← Unovie.AI Agentic-Native SDLC · Regulated MedTech

01 — Requirements (Normative "Shall" Document)#

Project: Agentic-Native SDLC for Regulated Medical Device Engineering Status: Baseline v1.0 · Date context: May 2026 Classification: Internal Engineering / Quality Reference Related docs: 02-maturity-model.md · 03-reference-architecture.md · 04-model-strategy-and-finetuning.md · 05-evaluation-and-validation.md · 06-agentic-workflows.md · 07-security-and-compliance.md · 08-token-and-gpu-economics.md · 09-adoption-roadmap.md


1. Purpose, Scope, and How to Read Requirement IDs#

1.1 Purpose#

This document is the normative requirements baseline for an agentic-native software development lifecycle (SDLC) serving a 1000+ developer medical-device engineering organization. It defines, in testable "shall" form, what the platform, its model fleet, and its agents must do. It is the contract against which the architecture (03-reference-architecture.md), evaluation system (05-evaluation-and-validation.md), and compliance posture (07-security-and-compliance.md) are judged.

1.2 Scope#

In scopeOut of scope
AI-assisted and AI-autonomous activities across the IEC 62304 software lifecycle (requirements → design → code → test → docs → review → maintenance)Hardware design, electrical/mechanical CAD outside software-controlled subsystems
Self-hosted open-weight model fleet, serving, fine-tuning, evaluation, and orchestrationProcurement of SaaS LLM services (explicitly prohibited — see §11)
Governance, traceability, audit, and validation of the agentic tooling itself (CSA / GAMP 5)Clinical trial design, regulatory submission authoring beyond software evidence
Security, observability, and FinOps for the agent platformGeneral IT, HR, or non-engineering enterprise systems

1.3 Requirement ID scheme#

Each requirement has the form PREFIX-NNN, a MoSCoW priority, and a mapping to one ASMM-Med maturity level (L0–L5) and one or more of the eight dimensions (D1–D8).

PrefixDomainPrimary owner
FRFunctional — what agents do across the SDLCEng + QA/RA
NFRNon-functional — performance, scale, determinismMLOps/Platform
REGRegulatory & qualityQA/RA
DATAData & knowledge governanceMLOps + Security
MODELModel fleet requirementsMLOps
EVALEvaluation & assuranceQA/RA + Eng
SECSecurity & zero-trustSecurity
COSTFinOps & cost guardrailsFinance + Platform
OPSObservability & operationsPlatform

MoSCoW priority: M = Must (release-blocking), S = Should, C = Could, W = Won't (this baseline). Conventions: "shall" = mandatory; "should" = recommended; numeric thresholds are org-set placeholders, not vendor claims, and are owned by the named accountable function. Every requirement is verifiable by inspection, demonstration, test, or analysis (method noted in §12).

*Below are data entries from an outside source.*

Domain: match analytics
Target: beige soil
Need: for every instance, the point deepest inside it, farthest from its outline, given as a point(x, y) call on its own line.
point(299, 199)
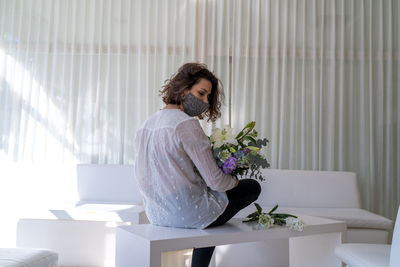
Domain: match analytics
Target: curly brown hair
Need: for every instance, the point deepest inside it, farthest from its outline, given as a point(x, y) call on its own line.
point(187, 76)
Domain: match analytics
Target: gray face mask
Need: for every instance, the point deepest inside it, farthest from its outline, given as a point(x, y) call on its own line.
point(193, 106)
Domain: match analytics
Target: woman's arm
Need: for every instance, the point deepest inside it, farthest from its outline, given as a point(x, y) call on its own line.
point(197, 145)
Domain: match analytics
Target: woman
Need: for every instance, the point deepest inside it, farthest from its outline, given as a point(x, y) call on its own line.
point(171, 143)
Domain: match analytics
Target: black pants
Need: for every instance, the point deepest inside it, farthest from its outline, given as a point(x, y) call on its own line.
point(245, 193)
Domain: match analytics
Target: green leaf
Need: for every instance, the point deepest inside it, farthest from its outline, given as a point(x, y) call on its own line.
point(251, 139)
point(273, 209)
point(258, 207)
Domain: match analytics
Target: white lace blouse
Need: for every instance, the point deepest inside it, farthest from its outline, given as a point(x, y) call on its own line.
point(168, 146)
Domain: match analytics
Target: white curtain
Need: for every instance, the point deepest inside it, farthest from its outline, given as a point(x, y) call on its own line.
point(322, 80)
point(320, 77)
point(79, 77)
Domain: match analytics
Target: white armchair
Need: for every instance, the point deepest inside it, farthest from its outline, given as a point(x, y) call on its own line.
point(372, 255)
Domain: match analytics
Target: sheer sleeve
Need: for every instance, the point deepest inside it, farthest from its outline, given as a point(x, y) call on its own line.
point(197, 145)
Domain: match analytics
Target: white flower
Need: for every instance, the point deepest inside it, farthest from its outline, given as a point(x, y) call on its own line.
point(223, 136)
point(294, 224)
point(265, 220)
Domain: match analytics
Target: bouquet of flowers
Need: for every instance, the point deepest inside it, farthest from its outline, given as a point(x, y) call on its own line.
point(239, 155)
point(266, 220)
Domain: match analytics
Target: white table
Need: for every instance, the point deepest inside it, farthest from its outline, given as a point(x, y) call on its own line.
point(142, 245)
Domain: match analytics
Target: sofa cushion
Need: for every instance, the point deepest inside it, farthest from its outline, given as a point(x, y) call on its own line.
point(314, 189)
point(354, 217)
point(364, 255)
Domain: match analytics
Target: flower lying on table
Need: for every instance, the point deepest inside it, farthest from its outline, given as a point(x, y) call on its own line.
point(239, 155)
point(266, 220)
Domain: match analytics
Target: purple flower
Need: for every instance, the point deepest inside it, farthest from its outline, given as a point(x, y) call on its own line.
point(229, 165)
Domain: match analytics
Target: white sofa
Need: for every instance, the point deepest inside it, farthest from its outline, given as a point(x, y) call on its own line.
point(333, 195)
point(83, 233)
point(330, 194)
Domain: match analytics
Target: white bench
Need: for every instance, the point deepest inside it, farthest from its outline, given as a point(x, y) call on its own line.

Governing principles (referenced throughout): P1 99.9% is a system property (Generate→Verify→Repair→Gate); P2 determinism wraps probabilism; P3 risk-proportional autonomy by IEC 62304 class A/B/C; P4 everything an agent does is evidence; P5 the harness is the product; P6 cost per verified task; P7 self-hosted, sovereign, reproducible.

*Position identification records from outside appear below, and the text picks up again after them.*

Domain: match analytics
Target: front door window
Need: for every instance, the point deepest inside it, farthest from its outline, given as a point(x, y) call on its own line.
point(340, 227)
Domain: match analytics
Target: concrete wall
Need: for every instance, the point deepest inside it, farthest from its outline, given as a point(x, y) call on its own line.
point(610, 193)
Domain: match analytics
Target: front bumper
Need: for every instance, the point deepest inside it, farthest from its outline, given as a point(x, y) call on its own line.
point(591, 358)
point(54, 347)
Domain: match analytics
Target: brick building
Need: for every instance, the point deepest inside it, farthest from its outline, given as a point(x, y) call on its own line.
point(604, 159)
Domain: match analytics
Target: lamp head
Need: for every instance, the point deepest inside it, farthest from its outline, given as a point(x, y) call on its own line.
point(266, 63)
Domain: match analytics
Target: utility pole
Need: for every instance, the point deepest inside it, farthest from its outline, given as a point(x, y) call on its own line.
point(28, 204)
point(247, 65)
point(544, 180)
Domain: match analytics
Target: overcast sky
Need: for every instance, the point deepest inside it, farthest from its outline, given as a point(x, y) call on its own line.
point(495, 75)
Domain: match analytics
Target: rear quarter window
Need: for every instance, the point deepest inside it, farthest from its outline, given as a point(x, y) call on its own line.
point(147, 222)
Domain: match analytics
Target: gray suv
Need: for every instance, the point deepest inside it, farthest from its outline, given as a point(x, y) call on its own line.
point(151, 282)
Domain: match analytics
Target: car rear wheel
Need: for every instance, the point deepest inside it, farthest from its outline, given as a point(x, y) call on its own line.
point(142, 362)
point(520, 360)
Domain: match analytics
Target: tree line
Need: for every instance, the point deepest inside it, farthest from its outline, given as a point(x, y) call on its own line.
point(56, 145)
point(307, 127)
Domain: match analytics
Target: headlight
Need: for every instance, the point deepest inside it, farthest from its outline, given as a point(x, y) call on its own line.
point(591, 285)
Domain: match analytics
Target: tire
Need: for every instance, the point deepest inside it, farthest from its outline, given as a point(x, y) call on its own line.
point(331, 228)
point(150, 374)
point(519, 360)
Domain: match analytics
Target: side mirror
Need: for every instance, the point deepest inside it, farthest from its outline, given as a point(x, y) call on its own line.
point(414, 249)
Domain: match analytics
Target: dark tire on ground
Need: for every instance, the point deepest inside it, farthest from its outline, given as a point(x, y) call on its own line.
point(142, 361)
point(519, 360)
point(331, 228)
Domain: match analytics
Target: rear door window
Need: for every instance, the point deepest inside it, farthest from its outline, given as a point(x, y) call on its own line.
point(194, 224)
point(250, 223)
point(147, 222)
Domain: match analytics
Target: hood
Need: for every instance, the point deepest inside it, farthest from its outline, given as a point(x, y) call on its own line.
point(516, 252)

2. Stakeholders & Concerns#

StakeholderPrimary concernsKey requirement familiesVeto authority
Engineering (Dev)Productivity, low latency, correct suggestions, low friction, not babysitting bad outputFR, NFR, OPSNo
QA / Regulatory Affairs (RA)IEC 62304 conformance, traceability, validated tools, audit-ready records, escape rateREG, EVAL, FRYes (release gate)
SecurityZero-trust, no data egress, supply-chain integrity, prompt-injection defense, secretsSEC, DATA, MODELYes (deploy gate)
MLOps / PlatformReproducibility, model lifecycle, serving SLOs, multi-LoRA, GPU efficiencyMODEL, NFR, OPS, DATANo
Clinical / ProductSafety-class correctness, requirement intent fidelity, time-to-marketFR, REG, EVALYes (intent)
FinanceCost-per-green-PR, GPU capex/opex, budget predictabilityCOST, OPSYes (budget)

A requirement that any veto-holding stakeholder rejects cannot be marked "Accepted" in §12.


3. Functional Requirements (FR)#

All FRs are bounded by IEC 62304 safety class (A/B/C) and a defined review posture per P3. "Dual human control" = two qualified humans (author-reviewer separation) for Class C.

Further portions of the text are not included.